Side profile of a person wearing glasses, resting their chin on their hand in a thoughtful pose, with an open book behind them. Digital interface graphics and data overlays appear across the image, suggesting the intersection of reading, learning, and artificial intelligence.

Why Intelligence Is Not the Measure of Human Worth (from a Parent of a Child with Down Syndrome)

When I was in college, I spent a summer studying for the GRE—the Graduate Record Examinations—in anticipation of applying for PhD programs. I had visions of becoming a professor of English literature. I never pursued that route, but five years later I did enter an MDiv program at Princeton Seminary, where I was reminded of how much I enjoy school. I love learning. I love reading books. I love debating big ideas and wrestling with abstract theological and philosophical topics. I love random pieces of information.

So when we were given a daughter with an intellectual disability, it felt like a loss. I worried that Penny and I would never be able to connect or enjoy each other. I thought we wouldn’t have anything in common. And it also felt like an affront to my identify. I thought that being someone with significant intellectual ability was superior to being someone with an intellectual disability. I thought intellectual ability mattered more than anything else about being human.

I was wrong.

Some of my misplaced ideas about the value of intellectual ability arose from personal experience, but I also inherited those ideas from our culture. Our culture tells us that people matter only if and when they are smart. We inhabit a value system that ranks people according to intelligence, over and over again.

To cite a few prominent examples, President Trump routinely denigrates Democratic leaders by saying they are “low IQ people.” He doesn’t have test scores in front of him when he makes these remarks. He seems to believe that he can evaluate another person’s intellectual abilities based on casual observation of their behavior. He also seems to believe that calling someone a “low IQ person” is a way to lower their status in the eyes of the American people. High intelligence equals someone worthy of attention, honor, and votes. Low intelligence equals someone worthy of shame, disregard, and rejection.

Sam Altman, the leader of OpenAI, made a similar assessment of human value when he said:

“People talk about how much energy it takes to train an AI model – but it also takes a lot of energy to train a human… It takes about 20 years of life – and all the food you consume during that time – before you become smart.”

Altman’s point had to do with energy consumption, and it betrays all sorts of reasons to be concerned with the way Altman understands humanity. But it also implies that if you don’t “become smart” at around age 20, the energy poured into your life has been futile, wasted. In other words, the human worth supporting with food and energy and care, is the one who will have intellectually measurable outputs.

In contrast, I read a beautiful and poignant essay by Veronika Kabas in Plough about a hospital that provides palliative care for newborns. Many of these babies have intellectual disabilities. None of them will live long enough to become “smart” by Sam Altman’s standards. And yet the care and dignity they are offered speaks to a different measure of their worth in this world. They are not measured by intelligence or performance. They are instead received as beloved. They do not need to prove themselves. They are not more or less valuable than any other baby. But they are distinctly significant in and of themselves, and in and as they relate in their tiny, frail bodies and spirits to the ones who love them.

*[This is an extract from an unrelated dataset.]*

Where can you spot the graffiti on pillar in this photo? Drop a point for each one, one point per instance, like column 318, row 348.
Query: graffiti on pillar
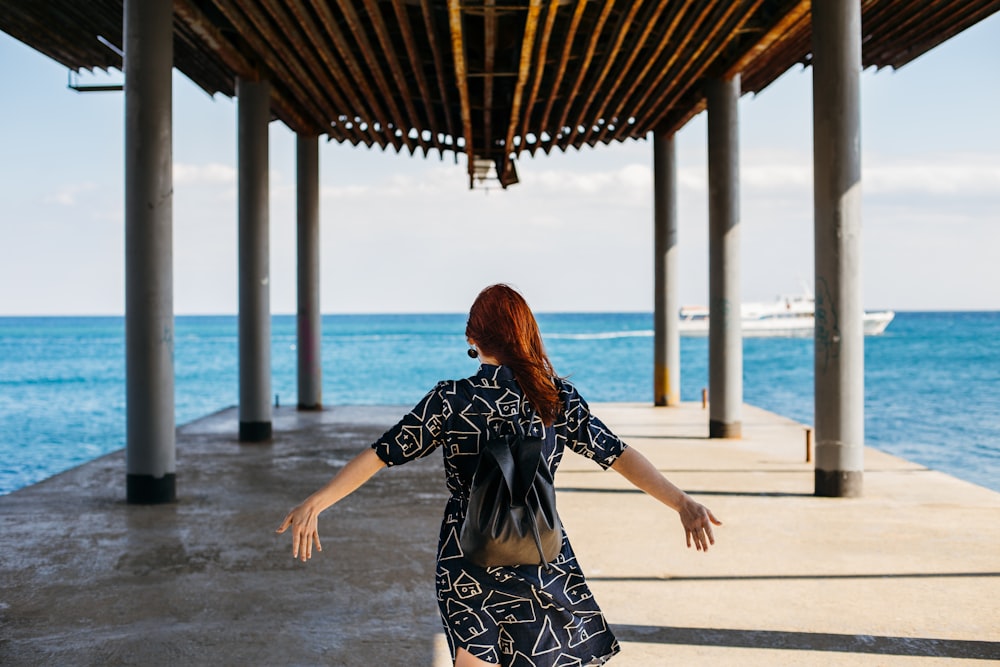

Now that Penny is twenty, I know that many of my ideas about Down syndrome and intelligence and intellectual ability were wrong. As it happens, she loves books and reading, like her mom. But we also have plenty of ways to connect that don’t have to do with a classroom. Intelligence isn’t simply a matter of articulating arguments or memorizing facts. There’s also wisdom, and Penny has wisdom in areas where I’m still learning. She doesn’t hold grudges. She is able to be present with people when I would rather give up.

I also now know that intelligence never was the measure of our relationship as a mother and daughter, nor should it be the measure of anyone else I encounter.

We live in an age where the ability to score high points on standardized tests gives prestige and power. We live in an age where intellectual disability can seem shameful. We live in an age of Artificial Intelligence. But we can resist these false messages about where our identity and worth come from. We resist by returning to the truth that our humanity is not composed of our intelligence or productivity. Our humanity emerges from our intrinsic belovedness. Our humanity arises as we receive love and give love in return.